Tom Jones ou Histoire d’un enfant trouvé/Livre 12/Chapitre 02

Imprimerie de Firmin Didot frères (Tome 3p. 163-169).

CHAPITRE II.



L’ÉCUYER WESTERN TROUVE, AU LIEU DE SA FILLE, QUELQUE CHOSE QUI MET FIN À SA POURSUITE.

Retournons maintenant à l’hôtellerie d’Upton, et suivons les traces de l’écuyer Western. Son voyage ne devant pas être long, nous aurons bientôt le loisir d’aller retrouver notre héros.

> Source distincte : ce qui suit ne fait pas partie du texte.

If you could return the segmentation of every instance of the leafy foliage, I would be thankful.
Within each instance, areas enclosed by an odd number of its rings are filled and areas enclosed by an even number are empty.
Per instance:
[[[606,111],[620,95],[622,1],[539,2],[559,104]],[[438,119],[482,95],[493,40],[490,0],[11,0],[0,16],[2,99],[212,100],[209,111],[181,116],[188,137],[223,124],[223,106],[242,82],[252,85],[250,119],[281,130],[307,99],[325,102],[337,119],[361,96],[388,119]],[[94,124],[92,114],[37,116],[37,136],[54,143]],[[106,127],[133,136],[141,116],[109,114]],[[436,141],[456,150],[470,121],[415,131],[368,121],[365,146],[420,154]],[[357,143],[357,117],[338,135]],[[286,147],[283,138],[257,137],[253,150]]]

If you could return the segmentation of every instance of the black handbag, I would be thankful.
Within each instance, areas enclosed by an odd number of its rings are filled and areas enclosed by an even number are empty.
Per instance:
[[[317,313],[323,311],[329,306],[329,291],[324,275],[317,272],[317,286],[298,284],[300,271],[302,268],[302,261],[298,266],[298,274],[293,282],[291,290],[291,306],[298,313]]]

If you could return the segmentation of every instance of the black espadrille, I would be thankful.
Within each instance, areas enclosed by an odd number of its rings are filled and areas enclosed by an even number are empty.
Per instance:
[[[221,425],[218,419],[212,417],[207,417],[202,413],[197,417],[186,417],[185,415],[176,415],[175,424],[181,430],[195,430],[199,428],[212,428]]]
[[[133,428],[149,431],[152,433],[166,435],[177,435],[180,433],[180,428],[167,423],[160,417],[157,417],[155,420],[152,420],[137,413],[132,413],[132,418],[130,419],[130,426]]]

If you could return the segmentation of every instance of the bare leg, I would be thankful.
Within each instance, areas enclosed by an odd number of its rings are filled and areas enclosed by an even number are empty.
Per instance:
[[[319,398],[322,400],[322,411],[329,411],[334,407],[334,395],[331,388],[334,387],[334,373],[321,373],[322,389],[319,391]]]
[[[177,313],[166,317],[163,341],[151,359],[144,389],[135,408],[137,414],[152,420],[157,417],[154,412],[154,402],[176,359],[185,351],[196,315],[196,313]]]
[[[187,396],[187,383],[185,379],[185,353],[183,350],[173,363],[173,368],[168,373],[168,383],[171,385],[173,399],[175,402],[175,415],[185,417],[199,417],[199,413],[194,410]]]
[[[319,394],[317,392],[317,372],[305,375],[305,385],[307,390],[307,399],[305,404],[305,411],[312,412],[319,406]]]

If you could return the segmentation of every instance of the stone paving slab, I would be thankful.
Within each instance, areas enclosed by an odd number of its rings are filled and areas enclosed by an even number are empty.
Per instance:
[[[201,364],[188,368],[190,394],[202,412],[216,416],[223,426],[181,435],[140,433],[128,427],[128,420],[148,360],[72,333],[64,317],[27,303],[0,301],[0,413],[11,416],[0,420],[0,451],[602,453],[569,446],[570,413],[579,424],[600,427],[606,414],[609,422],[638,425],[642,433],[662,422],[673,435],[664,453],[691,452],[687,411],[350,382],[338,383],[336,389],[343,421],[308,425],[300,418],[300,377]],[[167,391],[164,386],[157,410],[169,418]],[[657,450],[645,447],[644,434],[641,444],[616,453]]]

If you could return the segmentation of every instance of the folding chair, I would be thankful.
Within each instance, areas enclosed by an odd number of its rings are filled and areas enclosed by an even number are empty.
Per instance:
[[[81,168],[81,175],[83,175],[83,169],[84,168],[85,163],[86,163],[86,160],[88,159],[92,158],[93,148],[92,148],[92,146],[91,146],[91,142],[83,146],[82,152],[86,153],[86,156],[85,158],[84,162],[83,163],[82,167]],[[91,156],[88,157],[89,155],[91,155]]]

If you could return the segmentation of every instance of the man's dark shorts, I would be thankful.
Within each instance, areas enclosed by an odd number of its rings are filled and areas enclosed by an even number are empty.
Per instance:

On se rappelle que l’écuyer partit d’Upton, fort en colère, pour courir après sa fille. Ayant appris du valet d’écurie qu’elle avoit passé la Savern, il la passa aussi avec sa suite, et mit son cheval au grand galop, menaçant la pauvre Sophie d’un châtiment exemplaire, s’il parvenoit à la rattraper.

En peu de temps, il arriva à un carrefour où il s’arrêta un instant, et tint conseil. Les avis étant partagés, il laissa le choix de la route à la fortune, qui le lança sur celle de Worcester.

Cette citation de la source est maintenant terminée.